1

We are analyzing the streaming twitter data to find users who are posting similar (almost same) tweets over and over. I am using MATCH_RECOGNIZE for this. It is able to find the pattern, but I am not able to get the FIRST() and the LAST() values correctly. Here is sample dataset:

enter image description here

I am using the following Query:

SELECT 
  USERID
  , NUM_OF_TWEETS
  , FIRST_TWEET
  , LAST_TWEET
  , FIRST_TWEET_ID
  , LAST_TWEET_ID
FROM SCRATCH.SAQIB_ALI.TWEETS
MATCH_RECOGNIZE(
  PARTITION BY USERID
  ORDER BY TWEETID ASC
  MEASURES
    FIRST(TWEET) AS FIRST_TWEET,
    LAST(TWEET) AS LAST_TWEET,
    FIRST(TWEETID) AS FIRST_TWEET_ID,
    LAST(TWEETID) AS LAST_TWEET_ID,
    COUNT(*) AS NUM_OF_TWEETS
    
  ONE ROW PER MATCH
  PATTERN (SIMILAR+)
  DEFINE
    SIMILAR AS JAROWINKLER_SIMILARITY(TWEET, LAG(TWEET)) > 90
    
);

This correct identify the users that are posting same tweets over an over: enter image description here

But I am not able to get the first tweet and the last tweet in the matching sequence.

Saqib Ali
  • 3,953
  • 10
  • 55
  • 100

2 Answers2

3

There are multiple things at play.

The first is you only "have one row trigging a match" so first and last are the second row of you data. This can be seen by changing to ALL ROWS PER MATCH

with tweets(userid, tweetid, tweet) as (
    select * from values
    ('elena', 1, 'aaa'),
    ('elena', 2, 'aaaa')
)
SELECT 
*
FROM TWEETS
MATCH_RECOGNIZE(
  PARTITION BY USERID
  ORDER BY TWEETID ASC
  MEASURES
    match_number() as match_number,
    FIRST(TWEET) AS FIRST_TWEET,
    LAST(TWEET) AS LAST_TWEET,
    FIRST(TWEETID) AS FIRST_TWEET_ID,
    LAST(TWEETID) AS LAST_TWEET_ID,
    COUNT(*) AS NUM_OF_TWEETS
  ALL ROWS PER MATCH
  PATTERN (SIMILAR+)
  DEFINE
    SIMILAR AS JAROWINKLER_SIMILARITY(TWEET, LAG(TWEET)) > 90
);
USERID TWEETID TWEET MATCH_NUMBER FIRST_TWEET LAST_TWEET FIRST_TWEET_ID LAST_TWEET_ID NUM_OF_TWEETS
elena 2 aaaa 1 aaaa aaaa 2 2 1

if you change to say a match that catches the first value and the lag values:

  ALL ROWS PER MATCH
  PATTERN (SIMILAR_before SIMILAR_after+)
  DEFINE
    SIMILAR_before AS JAROWINKLER_SIMILARITY(TWEET, LEAD(TWEET)) > 90,
    SIMILAR_after AS JAROWINKLER_SIMILARITY(TWEET, LAG(TWEET)) > 90

you now match both the first and latter rows..
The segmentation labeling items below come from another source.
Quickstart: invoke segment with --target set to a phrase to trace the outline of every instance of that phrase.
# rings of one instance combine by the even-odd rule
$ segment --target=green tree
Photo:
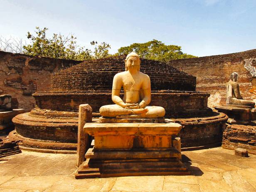
[[[134,43],[122,47],[118,50],[117,55],[127,55],[134,51],[140,57],[148,59],[167,62],[171,60],[196,57],[183,53],[181,47],[177,45],[166,45],[156,39],[144,43]]]
[[[91,42],[94,46],[93,51],[76,44],[76,38],[72,34],[64,36],[60,34],[54,34],[51,38],[47,38],[48,28],[36,27],[35,35],[27,32],[27,37],[31,44],[23,46],[24,53],[33,56],[84,61],[99,58],[109,55],[110,46],[103,42],[98,45],[96,41]]]
[[[98,45],[98,42],[93,41],[91,42],[91,45],[95,46],[94,53],[96,59],[103,58],[111,56],[108,53],[109,49],[111,49],[110,45],[105,42],[103,42]]]

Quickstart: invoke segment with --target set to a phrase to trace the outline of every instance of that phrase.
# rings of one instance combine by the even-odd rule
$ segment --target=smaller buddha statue
[[[112,100],[115,104],[101,107],[101,115],[103,117],[119,119],[163,117],[165,111],[163,107],[148,106],[151,99],[150,79],[140,71],[139,56],[131,52],[124,61],[126,71],[116,74],[113,79]],[[123,99],[120,97],[122,87]]]
[[[254,102],[243,100],[240,94],[239,85],[236,82],[238,78],[237,73],[232,73],[229,78],[229,81],[226,84],[226,104],[254,107],[255,105]]]

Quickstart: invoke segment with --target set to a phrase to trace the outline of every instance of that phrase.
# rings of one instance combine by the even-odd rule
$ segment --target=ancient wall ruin
[[[252,93],[256,84],[256,49],[172,60],[169,63],[197,77],[196,90],[211,94],[208,99],[209,107],[226,104],[226,83],[234,72],[239,74],[238,83],[244,99],[256,99],[256,95]]]
[[[0,95],[11,95],[13,108],[29,111],[32,94],[50,90],[52,73],[81,62],[0,51]]]

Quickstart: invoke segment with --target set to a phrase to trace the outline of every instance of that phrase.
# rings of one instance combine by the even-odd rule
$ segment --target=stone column
[[[79,106],[76,166],[79,167],[84,161],[85,153],[91,143],[90,136],[84,131],[84,126],[86,123],[92,120],[92,109],[89,104]]]

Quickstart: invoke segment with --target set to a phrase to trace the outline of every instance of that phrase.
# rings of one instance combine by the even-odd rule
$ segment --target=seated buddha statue
[[[239,85],[236,82],[238,78],[237,73],[233,73],[230,75],[230,80],[226,84],[226,104],[254,107],[255,105],[254,102],[243,99],[240,94]]]
[[[115,104],[101,107],[101,115],[103,117],[119,119],[163,117],[165,111],[163,107],[148,106],[151,99],[150,79],[140,71],[139,56],[131,52],[124,61],[125,71],[116,74],[113,79],[112,100]],[[122,87],[123,99],[120,95]]]

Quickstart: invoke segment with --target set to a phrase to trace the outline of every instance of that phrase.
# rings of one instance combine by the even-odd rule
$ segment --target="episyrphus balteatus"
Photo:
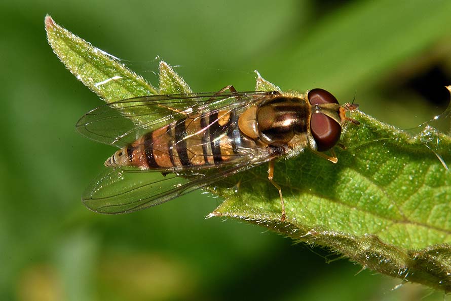
[[[279,191],[284,220],[282,191],[273,181],[275,160],[308,148],[336,163],[332,148],[344,122],[358,124],[345,116],[357,107],[340,106],[322,89],[304,94],[239,92],[232,86],[215,93],[153,95],[108,104],[77,125],[89,138],[120,148],[83,201],[101,213],[135,211],[269,162],[268,179]],[[161,177],[136,177],[143,172]]]

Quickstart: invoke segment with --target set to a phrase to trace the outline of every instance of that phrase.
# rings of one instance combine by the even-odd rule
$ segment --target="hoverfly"
[[[336,163],[332,148],[344,123],[358,124],[345,116],[357,106],[340,106],[319,88],[300,94],[239,92],[233,86],[216,93],[153,95],[108,104],[77,125],[82,135],[120,148],[105,162],[108,170],[83,200],[96,212],[130,212],[269,162],[268,179],[279,191],[284,220],[282,191],[273,181],[275,160],[308,148]],[[143,177],[146,172],[159,176]]]

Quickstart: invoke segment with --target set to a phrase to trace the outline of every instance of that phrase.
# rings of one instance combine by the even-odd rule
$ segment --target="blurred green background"
[[[102,216],[80,196],[114,151],[74,124],[102,102],[65,69],[44,18],[133,61],[156,55],[194,91],[320,87],[408,128],[442,111],[451,84],[451,2],[268,0],[0,4],[0,299],[442,300],[336,254],[235,220],[196,191]]]

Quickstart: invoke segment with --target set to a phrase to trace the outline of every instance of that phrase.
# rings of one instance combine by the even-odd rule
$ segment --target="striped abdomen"
[[[116,152],[105,164],[170,169],[239,160],[242,147],[256,145],[241,133],[238,115],[222,110],[190,115],[142,136]]]

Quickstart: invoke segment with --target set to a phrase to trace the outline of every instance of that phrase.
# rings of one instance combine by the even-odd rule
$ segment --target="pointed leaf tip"
[[[190,94],[191,88],[166,62],[160,62],[159,94]]]
[[[50,15],[46,15],[44,19],[44,23],[46,24],[46,29],[47,30],[50,29],[52,27],[55,27],[55,21],[52,18]]]
[[[254,72],[257,75],[257,79],[255,82],[255,91],[281,91],[280,88],[261,77],[260,73],[257,71],[254,70]]]

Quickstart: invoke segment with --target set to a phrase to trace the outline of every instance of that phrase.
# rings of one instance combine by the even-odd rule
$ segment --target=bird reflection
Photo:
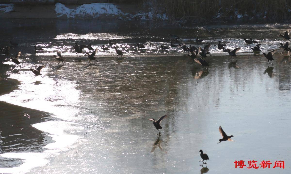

USERID TWEETID TWEET MATCH_NUMBER FIRST_TWEET LAST_TWEET FIRST_TWEET_ID LAST_TWEET_ID NUM_OF_TWEETS
elena 1 aaa 1 aaa aaa 1 1 1
elena 2 aaaa 1 aaa aaaa 1 2 2

now if we expand our test a little bit more with four rows of data:

with tweets(userid, tweetid, tweet) as (
    select * from values
    ('elena', 1, 'aaa'),
    ('elena', 2, 'aaaa'),
    ('elena', 3, 'aaa'),
    ('elena', 4, 'aaaa')
)
USERID TWEETID TWEET MATCH_NUMBER FIRST_TWEET LAST_TWEET FIRST_TWEET_ID LAST_TWEET_ID NUM_OF_TWEETS
elena 1 aaa 1 aaa aaa 1 1 1
elena 2 aaaa 1 aaa aaaa 1 2 2
elena 3 aaa 1 aaa aaa 1 3 3
elena 4 aaaa 1 aaa aaaa 1 4 4

we see those values are not double registering..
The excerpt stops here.